Crysten, explosies en klasten zijn drie eenvoudige woorden die verband houden met een zeer basisconcept in de geologie: grote deeltjes in rotsen. Het zijn eigenlijk stukjes-achtervoegsels - die het weten waard zijn. Ze kunnen een beetje verwarrend zijn, maar een goede geoloog kan je het verschil tussen alle drie vertellen.
Het achtervoegsel "-cryst" verwijst naar korrels van een kristallijn mineraal. Een -cryst kan een volledig gevormd kristal zijn, zoals je typische granaat, of het kan een onregelmatige korrel zijn die, hoewel de atomen allemaal in stijve volgorde zijn, geen van de platte vlakken heeft die een kristal markeren. De belangrijkste -crysten zijn degenen die veel groter zijn dan hun buren; de algemene naam hiervoor is megacryst. In de praktijk wordt "-cryst" alleen gebruikt met stollingsgesteenten, hoewel een kristal in metamorfe rotsen een metacryst kan worden genoemd.
De meest voorkomende -cryst die je in de literatuur ziet, is de fenocryst. Fenocrysten zitten in een massa kleinere korrels zoals rozijnen in havermout. Fenocrysten zijn het bepalende kenmerk van de porfyritische textuur; een andere manier om te zeggen is dat fenocrysten een porfier definiëren.

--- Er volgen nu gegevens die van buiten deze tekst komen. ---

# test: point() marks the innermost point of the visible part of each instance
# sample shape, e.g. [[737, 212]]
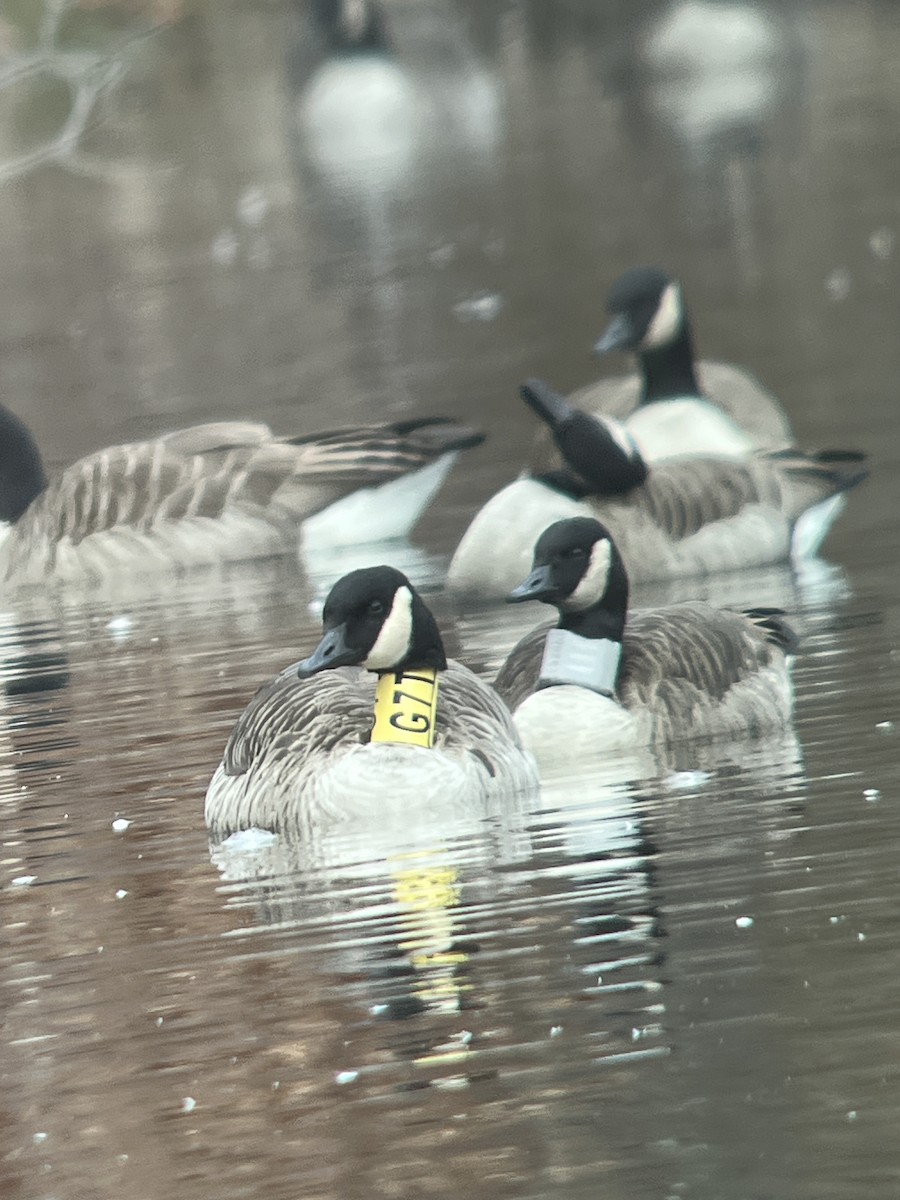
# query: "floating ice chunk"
[[246, 841], [252, 207], [481, 306], [882, 243], [838, 285]]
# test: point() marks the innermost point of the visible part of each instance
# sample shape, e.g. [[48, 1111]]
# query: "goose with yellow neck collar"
[[610, 679], [376, 715]]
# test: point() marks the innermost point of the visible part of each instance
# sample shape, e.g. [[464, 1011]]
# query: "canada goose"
[[426, 731], [669, 409], [607, 678], [683, 516], [214, 493]]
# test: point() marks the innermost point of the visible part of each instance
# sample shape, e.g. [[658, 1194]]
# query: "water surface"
[[677, 985]]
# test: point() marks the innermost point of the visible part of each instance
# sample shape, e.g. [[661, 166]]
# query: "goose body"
[[653, 676], [304, 753], [681, 517], [675, 406], [214, 493]]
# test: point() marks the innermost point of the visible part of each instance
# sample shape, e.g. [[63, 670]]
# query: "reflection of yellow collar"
[[406, 707], [430, 894]]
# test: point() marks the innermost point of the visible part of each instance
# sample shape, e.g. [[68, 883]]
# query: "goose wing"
[[293, 717], [673, 659], [701, 670], [203, 471]]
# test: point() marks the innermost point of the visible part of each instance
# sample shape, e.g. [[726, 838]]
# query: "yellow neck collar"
[[406, 707]]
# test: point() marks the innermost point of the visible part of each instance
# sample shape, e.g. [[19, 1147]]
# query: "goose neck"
[[669, 371]]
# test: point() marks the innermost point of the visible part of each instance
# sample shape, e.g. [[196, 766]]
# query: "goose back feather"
[[688, 671], [300, 753], [216, 492], [691, 516]]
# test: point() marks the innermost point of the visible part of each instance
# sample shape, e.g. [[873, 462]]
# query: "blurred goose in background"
[[214, 493], [675, 406], [718, 69], [609, 678], [376, 718], [682, 516]]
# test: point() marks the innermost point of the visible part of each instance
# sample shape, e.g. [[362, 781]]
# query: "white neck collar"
[[591, 663]]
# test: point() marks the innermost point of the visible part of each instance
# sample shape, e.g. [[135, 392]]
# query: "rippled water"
[[681, 985]]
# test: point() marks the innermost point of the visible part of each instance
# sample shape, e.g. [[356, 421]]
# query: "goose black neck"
[[607, 617], [669, 370], [22, 474], [426, 647]]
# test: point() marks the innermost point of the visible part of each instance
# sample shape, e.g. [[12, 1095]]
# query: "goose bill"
[[618, 335], [539, 586]]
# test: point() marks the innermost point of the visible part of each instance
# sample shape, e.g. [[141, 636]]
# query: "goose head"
[[647, 312], [352, 25], [375, 618], [599, 450], [577, 569], [22, 474]]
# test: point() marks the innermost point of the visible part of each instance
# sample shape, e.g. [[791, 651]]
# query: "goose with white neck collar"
[[675, 405], [691, 515], [610, 679], [376, 717]]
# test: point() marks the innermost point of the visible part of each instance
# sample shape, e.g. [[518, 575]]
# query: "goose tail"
[[777, 629], [814, 487]]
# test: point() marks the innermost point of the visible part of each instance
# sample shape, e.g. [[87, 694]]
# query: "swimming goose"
[[609, 678], [683, 516], [214, 493], [390, 723], [675, 406]]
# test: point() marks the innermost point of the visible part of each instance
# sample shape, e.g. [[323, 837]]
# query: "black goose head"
[[375, 618], [22, 475], [647, 312], [577, 569], [352, 25], [600, 451]]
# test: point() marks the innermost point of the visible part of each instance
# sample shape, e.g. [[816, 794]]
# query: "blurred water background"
[[675, 988]]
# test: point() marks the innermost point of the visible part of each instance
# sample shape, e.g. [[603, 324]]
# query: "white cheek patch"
[[353, 18], [594, 580], [667, 319], [396, 634]]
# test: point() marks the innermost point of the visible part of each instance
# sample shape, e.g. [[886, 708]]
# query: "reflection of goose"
[[323, 739], [715, 66], [609, 678], [684, 516], [214, 493]]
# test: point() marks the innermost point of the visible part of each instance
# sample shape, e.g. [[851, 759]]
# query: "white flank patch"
[[667, 319], [811, 527], [393, 643], [594, 580]]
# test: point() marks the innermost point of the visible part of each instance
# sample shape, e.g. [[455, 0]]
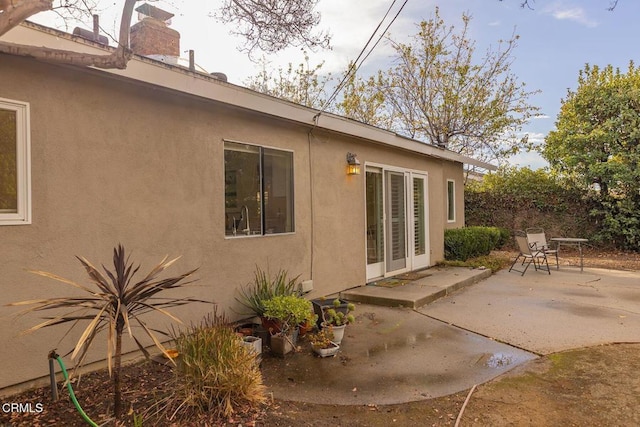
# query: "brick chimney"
[[152, 35]]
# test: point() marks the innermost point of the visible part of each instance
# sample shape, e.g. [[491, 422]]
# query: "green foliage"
[[597, 144], [264, 287], [117, 303], [468, 242], [290, 310], [338, 316], [514, 198], [216, 372], [492, 262], [322, 338], [302, 85]]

Fenocrysten bestaan over het algemeen uit een van dezelfde mineralen die in de grondmassa worden aangetroffen. (Als ze van elders in de rots werden gebracht, kunnen ze xenocrysten worden genoemd.) Als ze van binnen schoon en solide zijn, kunnen we ze interpreteren als ouder, eerder gekristalliseerd dan de rest van de stollingsgesteente. Maar sommige fenocrysten gevormd door rond te groeien en andere mineralen te verzwelgen (het creëren van een textuur genaamd poikilitic), dus in dat geval waren ze niet het eerste mineraal dat kristalliseerde.

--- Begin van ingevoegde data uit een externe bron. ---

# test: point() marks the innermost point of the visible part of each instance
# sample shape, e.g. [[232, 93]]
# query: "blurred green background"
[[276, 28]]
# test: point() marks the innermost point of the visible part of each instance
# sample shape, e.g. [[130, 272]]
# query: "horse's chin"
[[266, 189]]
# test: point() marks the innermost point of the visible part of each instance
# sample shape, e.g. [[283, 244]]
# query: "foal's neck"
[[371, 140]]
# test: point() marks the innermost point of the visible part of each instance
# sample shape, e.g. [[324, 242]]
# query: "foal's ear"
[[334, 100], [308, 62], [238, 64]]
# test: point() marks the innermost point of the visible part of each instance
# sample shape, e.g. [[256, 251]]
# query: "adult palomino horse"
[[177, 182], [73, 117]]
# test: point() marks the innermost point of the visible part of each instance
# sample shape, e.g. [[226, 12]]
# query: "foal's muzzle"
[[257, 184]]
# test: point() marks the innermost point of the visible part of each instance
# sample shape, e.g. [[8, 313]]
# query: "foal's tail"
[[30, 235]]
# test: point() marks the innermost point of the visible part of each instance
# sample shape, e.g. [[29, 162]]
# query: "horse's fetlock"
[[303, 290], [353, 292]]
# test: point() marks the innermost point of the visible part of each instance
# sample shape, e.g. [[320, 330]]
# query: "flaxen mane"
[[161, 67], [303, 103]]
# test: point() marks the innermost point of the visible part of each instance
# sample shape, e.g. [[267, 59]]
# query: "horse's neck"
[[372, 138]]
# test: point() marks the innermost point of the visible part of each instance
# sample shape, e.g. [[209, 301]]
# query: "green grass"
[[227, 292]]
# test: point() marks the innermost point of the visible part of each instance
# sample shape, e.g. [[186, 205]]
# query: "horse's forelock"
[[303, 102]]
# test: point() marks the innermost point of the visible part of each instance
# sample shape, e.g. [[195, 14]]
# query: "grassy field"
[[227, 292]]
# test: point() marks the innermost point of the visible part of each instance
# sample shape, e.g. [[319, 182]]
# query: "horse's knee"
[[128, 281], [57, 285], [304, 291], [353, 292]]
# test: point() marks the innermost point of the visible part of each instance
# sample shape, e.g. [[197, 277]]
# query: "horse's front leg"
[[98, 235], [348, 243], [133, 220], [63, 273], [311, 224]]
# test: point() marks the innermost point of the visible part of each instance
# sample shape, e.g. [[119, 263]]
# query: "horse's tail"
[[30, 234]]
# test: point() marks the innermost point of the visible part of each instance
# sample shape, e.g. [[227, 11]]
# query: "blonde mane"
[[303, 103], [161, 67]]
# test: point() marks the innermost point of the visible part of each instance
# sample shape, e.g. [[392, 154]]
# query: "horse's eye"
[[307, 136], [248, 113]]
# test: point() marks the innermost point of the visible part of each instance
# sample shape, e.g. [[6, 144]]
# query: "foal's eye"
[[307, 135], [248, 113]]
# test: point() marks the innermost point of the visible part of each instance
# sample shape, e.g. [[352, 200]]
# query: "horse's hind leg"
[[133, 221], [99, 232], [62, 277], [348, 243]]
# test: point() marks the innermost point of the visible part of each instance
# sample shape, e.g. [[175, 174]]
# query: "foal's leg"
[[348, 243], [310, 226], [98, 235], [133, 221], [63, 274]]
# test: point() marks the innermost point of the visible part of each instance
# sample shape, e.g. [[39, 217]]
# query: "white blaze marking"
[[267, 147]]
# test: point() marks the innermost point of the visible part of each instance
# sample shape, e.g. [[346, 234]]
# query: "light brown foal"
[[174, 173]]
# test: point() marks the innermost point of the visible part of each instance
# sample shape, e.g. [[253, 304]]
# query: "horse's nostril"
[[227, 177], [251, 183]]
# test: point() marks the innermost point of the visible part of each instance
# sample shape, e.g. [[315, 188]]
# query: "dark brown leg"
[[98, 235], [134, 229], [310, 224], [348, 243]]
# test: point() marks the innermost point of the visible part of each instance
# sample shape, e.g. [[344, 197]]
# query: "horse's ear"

Fenocrysten die volledig gevormde kristalvlakken hebben, worden euhedral genoemd (oud papier kan de termen idiomorf of automorf gebruiken). Fenocrysten zonder kristalvlakken worden anhedraal (of xenomorf) genoemd, en tussenliggende fenocrysten worden subhedraal (of hypidiomorf of hypautomorf) genoemd..

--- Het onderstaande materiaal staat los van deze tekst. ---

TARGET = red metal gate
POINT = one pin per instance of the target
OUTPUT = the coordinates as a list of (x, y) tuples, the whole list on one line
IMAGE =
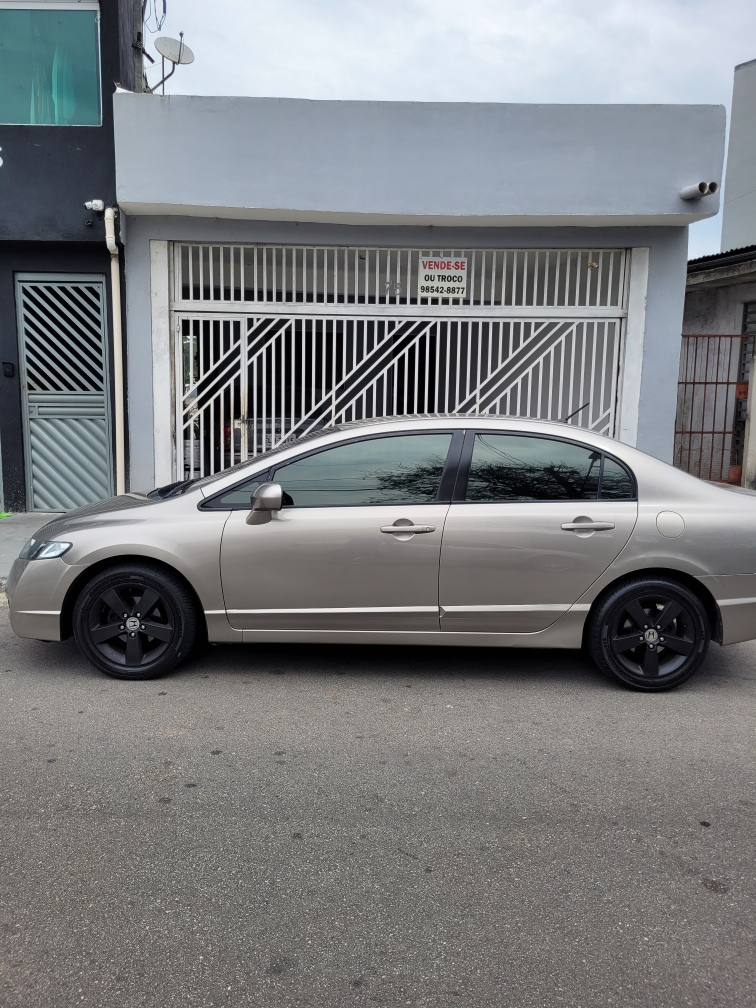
[(712, 395)]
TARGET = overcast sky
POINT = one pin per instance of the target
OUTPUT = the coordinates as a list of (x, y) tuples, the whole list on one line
[(473, 50)]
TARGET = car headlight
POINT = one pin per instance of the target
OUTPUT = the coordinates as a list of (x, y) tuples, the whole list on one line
[(35, 549)]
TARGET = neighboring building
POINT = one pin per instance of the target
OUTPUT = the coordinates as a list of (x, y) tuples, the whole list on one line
[(59, 61), (720, 318), (718, 330), (739, 203), (280, 256)]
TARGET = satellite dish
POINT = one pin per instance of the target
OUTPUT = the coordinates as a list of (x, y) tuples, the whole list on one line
[(174, 51)]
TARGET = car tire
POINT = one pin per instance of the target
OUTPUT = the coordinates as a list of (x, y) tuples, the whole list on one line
[(651, 633), (135, 621)]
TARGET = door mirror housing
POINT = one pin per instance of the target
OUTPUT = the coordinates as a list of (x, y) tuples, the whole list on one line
[(268, 497)]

Het "-blast" achtervoegsel verwijst naar korrels van metamorfe mineralen; meer precies betekent "-blastisch" een rotstextuur die de herkristalliserende processen van metamorfisme weerspiegelt. Daarom hebben we geen woord "megablast" - beide stollingsgesteenten en metamorfe gesteenten zouden megacrysten hebben. De verschillende stralen worden alleen beschreven in metamorfe gesteenten. Metamorfisme produceert minerale korrels door pletten (klastische vervorming) en knijpen (plastische vervorming) evenals herkristallisatie (blastische vervorming), dus het is belangrijk om het onderscheid te maken.
Een metamorf gesteente gemaakt van -blasten van uniforme grootte wordt homeoblastisch genoemd, maar als megacrysten ook aanwezig zijn, wordt het heteroblastisch genoemd. De grotere worden meestal porfyroblasten genoemd (hoewel porfier strikt een stollingsgesteente is). Porfyroblasten zijn dus het metamorfe equivalent van fenocrysten.
Porphyroblasten kunnen worden uitgerekt en gewist naarmate het metamorfisme doorgaat. Sommige grote minerale korrels kunnen een tijdje weerstand bieden. Deze worden gewoonlijk augen (de Duitse voor ogen) genoemd, en augen-gneis is een goed herkend gesteentetype.
Net als -crysten, kunnen -blasten kristalgezichten in verschillende graden weergeven, maar ze worden beschreven met de woorden idioblastisch, hypidioblastisch en xenoblastisch in plaats van euhedraal of subhedraal of anhedraal. Korrels geërfd van een eerdere generatie van metamorfisme worden paleoblasten genoemd; natuurlijk zijn neoblasten hun jongere tegenhanger.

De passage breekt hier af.